There goes another upside down canoe, but wait, what do we see in the distance. Right oar, left oar, right oar, left oar, shoulders moving with precision like clock work. Suddenly, all those on the shore became witness to a canoeist walking a tight rope of white water, they cheered him on as he successfully passed before us.
Two more canoes went by...upside down.
Eighty percent of the rafts made it through without a hitch, twenty percent struggled through Humongous, some rafts flipped but no one appeared hurt. I asked my technical advisor Tim Noland how the guides liked the upper Ocoee, he said, "they enjoy it because it's new to them, it offers a challenge to the skills they acquired on the middle Ocoee."
Whether you're a rafter or spectator, both the upper and middle Ocoee River are exceptional white water runs. When you put in at the upper it's a gentle ride to the first set of rapids then the fun begins as you approach Mickey's Ledge.
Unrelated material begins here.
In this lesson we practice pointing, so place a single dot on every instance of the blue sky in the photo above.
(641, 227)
When you put in at the middle Ocoee, rafters are faced with a twenty foot wall of water rushing over a near prehistoric dam, pounding the rocks below with a deafening sound...waters from hell. Here, there are two completely different atmospheres that will change over a fifty foot distance. On a busy day, rafters line up at the top of a concrete ramp that descends down to the launch area. The crew and river guide lift their raft over their heads and march slowly toward the rivers edge. No one seems to speak during this part of the journey, it's a personal choice. The water pouring over the dam is intimidating as well as loud, rafters contemplate the worst, while fantasizing about the best. It's as though they were about to cast off into uncertain waters on an attempted invasion of a hostile water. Once the rafters reach the launch they place their raft on the ground, standing in pairs, their upper body jokes, while their knees knock. Over their shoulder and approximately 50 feet away white water pours over Ocoee Dam #2, with a velocity of 2,000 cubic feet per second. Now it's your turn to launch, everyone climbs in the raft, followed by the river guide and you're off into a set of rapids called "Grumpy's" a #4-rated rapid. "Grumpy's" is an immediate introduction to extreme white water rafting. After your raft has cleared this first set of rapids, the roar of laughter and cheers from the rafters become so intense, they might need a team of paramedics to hand out sedatives for the danger of too much excitement.
White water rafting has become so popular that in 1996, 175,000 visitors rode the Ocoee, this year an estimated 250,000 felt the excitement of this remote Tennessee river. With rapid names like, Grumpy's, Mickey's Ledge, Double Trouble, Double Suck, Humongous, Hell's Hole, Broken Nose, Slice and Dice, Sling Shot and Washing Machine you know you're in for a good time.
The Ocoee River is an outstanding recreation area. Thanks to the co-operation of the TVA, the U.S. Forestry Service and 22 rafting companies the river has returned to the people. The Ocoee Gorge is a marvel of nature, each season creates a dramatic new look. The river runs through the narrow walls of the gorge while a two lane paved road winds along the river's edge.
A friend of the Blue Ridge Highlander, Frank DeBartolo has affectionately described the river gorge in this way. "When I begin the ascent through the gorge, I am first over-taken by the grandeur of its beauty. I drive along the steep walls and river's edge with great anticipation until I reach Boyd Gap. Suddenly, I behold the beauty of the mountain vista, it's at this point that I realize, I've come home."
The rafters are excited about the opening of the upper Ocoee, visitors get a extra thrill knowing they're rafting through the Olympic course. This renewing of the old riverbed has brought additional life to the ever-growing popularity of Ocoee's white water rafting."
White water rafting, kayaking and canoeing is not a fad but a growing water recreation with a long history. It's an exciting experience you'll never forget, but beware you might just get hooked and you'll definitely get wet but that's part of the fun.